Red pulp

Red pulp
Red pulp
	Spleen
Details
Identifiers
Latin	pulpa splenica
TA98	A13.2.01.005
TA2	5175
FMA	15844
	Anatomical terminology [ edit on Wikidata]

Last updated May 24, 2023

The red pulp of the spleen is composed of connective tissue known also as the cords of Billroth and many splenic sinusoids that are engorged with blood, giving it a red color.^[1]^[2] Its primary function is to filter the blood of antigens, microorganisms, and defective or worn-out red blood cells.^[3]

The spleen is made of red pulp and white pulp, separated by the marginal zone; 76-79% of a normal spleen is red pulp.^[4] Unlike white pulp, which mainly contains lymphocytes such as T cells, red pulp is made up of several different types of blood cells, including platelets, granulocytes, red blood cells, and plasma.^[1]

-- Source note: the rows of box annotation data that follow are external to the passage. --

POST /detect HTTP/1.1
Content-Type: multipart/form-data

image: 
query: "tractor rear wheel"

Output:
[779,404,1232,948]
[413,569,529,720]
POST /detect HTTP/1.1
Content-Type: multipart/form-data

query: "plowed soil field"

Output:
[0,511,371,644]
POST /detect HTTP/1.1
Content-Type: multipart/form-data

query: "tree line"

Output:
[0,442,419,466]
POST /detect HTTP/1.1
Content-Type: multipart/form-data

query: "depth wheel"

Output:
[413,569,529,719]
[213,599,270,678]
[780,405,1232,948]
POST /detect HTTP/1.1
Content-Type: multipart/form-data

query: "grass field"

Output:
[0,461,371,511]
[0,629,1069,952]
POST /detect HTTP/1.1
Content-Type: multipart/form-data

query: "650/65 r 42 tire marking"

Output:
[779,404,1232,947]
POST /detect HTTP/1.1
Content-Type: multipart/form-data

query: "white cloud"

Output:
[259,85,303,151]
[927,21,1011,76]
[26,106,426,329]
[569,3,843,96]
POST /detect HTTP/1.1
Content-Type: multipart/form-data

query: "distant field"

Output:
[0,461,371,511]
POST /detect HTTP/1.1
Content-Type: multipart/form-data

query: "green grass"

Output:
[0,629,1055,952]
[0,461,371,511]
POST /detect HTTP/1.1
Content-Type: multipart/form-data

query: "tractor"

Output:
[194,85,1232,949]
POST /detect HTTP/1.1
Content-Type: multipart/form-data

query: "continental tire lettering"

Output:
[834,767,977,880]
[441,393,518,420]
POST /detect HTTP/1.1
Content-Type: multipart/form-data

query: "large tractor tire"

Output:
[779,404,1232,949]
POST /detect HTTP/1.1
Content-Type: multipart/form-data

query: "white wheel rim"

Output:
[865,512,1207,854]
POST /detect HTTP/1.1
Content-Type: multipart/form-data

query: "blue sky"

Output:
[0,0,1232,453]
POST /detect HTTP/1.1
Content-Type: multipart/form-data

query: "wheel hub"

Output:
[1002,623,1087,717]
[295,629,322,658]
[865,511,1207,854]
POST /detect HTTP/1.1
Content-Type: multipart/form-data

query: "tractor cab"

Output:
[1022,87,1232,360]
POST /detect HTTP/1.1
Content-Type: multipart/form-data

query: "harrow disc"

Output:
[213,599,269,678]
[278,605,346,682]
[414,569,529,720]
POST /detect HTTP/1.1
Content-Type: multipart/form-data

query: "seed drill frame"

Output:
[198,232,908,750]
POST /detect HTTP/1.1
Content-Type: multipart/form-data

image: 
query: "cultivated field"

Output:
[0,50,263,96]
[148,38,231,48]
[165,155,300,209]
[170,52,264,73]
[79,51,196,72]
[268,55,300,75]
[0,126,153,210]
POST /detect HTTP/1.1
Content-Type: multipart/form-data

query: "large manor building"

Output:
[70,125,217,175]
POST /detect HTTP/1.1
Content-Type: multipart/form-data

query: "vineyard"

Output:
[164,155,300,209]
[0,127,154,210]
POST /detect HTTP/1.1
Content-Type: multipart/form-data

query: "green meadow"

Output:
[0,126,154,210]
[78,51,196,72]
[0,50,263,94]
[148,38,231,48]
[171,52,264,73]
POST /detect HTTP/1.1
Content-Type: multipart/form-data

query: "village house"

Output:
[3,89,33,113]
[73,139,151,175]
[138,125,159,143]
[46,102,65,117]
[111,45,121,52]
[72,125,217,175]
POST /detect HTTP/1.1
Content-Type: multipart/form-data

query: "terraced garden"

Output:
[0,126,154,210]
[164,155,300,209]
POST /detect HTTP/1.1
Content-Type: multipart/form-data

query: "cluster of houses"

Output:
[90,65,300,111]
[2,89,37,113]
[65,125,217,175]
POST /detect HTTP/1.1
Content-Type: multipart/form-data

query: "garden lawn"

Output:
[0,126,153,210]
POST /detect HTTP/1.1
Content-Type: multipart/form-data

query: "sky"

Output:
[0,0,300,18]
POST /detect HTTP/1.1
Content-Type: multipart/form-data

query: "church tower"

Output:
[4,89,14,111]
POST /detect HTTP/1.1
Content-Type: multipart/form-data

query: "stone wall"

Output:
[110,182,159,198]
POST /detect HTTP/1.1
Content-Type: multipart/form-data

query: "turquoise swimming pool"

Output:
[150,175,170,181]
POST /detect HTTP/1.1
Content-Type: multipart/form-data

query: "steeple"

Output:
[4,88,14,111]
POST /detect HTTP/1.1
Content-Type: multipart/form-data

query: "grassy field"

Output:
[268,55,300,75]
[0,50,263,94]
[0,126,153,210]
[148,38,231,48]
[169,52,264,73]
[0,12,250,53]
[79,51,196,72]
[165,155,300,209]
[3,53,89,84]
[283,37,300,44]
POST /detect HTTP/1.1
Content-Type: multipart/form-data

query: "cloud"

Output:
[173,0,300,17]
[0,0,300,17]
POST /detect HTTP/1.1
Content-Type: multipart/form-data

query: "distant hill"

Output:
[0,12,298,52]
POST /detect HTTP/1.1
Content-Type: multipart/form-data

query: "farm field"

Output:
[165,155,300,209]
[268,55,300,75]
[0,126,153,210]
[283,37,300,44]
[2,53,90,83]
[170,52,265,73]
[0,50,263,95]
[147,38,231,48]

The red pulp also acts as a large reservoir for monocytes. These monocytes are found in clusters in the Billroth's cords (red pulp cords). The population of monocytes in this reservoir is greater than the total number of monocytes present in circulation. They can be rapidly mobilised to leave the spleen and assist in tackling ongoing infections.^[5]

Sinusoids

The splenic sinusoids, are wide vessels that drain into pulp veins which themselves drain into trabecular veins. Gaps in the endothelium lining the sinusoids mechanically filter blood cells as they enter the spleen. Worn-out or abnormal red cells attempting to squeeze through the narrow intercellular spaces become badly damaged, and are subsequently devoured by macrophages in the red pulp.^[6] In addition to clearing aged red blood cells, the sinusoids also filter out cellular debris, particles that could clutter up the bloodstream.

Cells found in red pulp

Red pulp consists of a dense network of fine reticular fiber, continuous with those of the splenic trabeculae, to which are applied flat, branching cells. The meshes of the reticulum are filled with blood:

White blood cells are found to be in larger proportion than they are in ordinary blood.
Large rounded cells, termed splenic cells, are also seen; these are capable of ameboid movement, and often contain pigment and red-blood corpuscles in their interior.
The cells of the reticulum each possess a round or oval nucleus, and like the splenic cells, they may contain pigment granules in their cytoplasm; they do not stain deeply with carmine, and in this respect differ from the cells of the Malpighian corpuscles.
In the young spleen, macrophages may also be found, each containing numerous nuclei or one compound nucleus.
Nucleated red blood cells have also been found in the spleen of young animals.

Red pulp macrophages

Macrophages are highly diverse mononuclear phagocytes that are present throughout the body, including the spleen. Those located in the red pulp are known as red pulp macrophages (RPMs). They are necessary for maintaining blood homeostasis by performing phagocytosis upon injured and senescent erythrocytes and blood-borne particulates. Evidence suggests that RPMs are mainly produced during embryogenesis and are maintained during adult life.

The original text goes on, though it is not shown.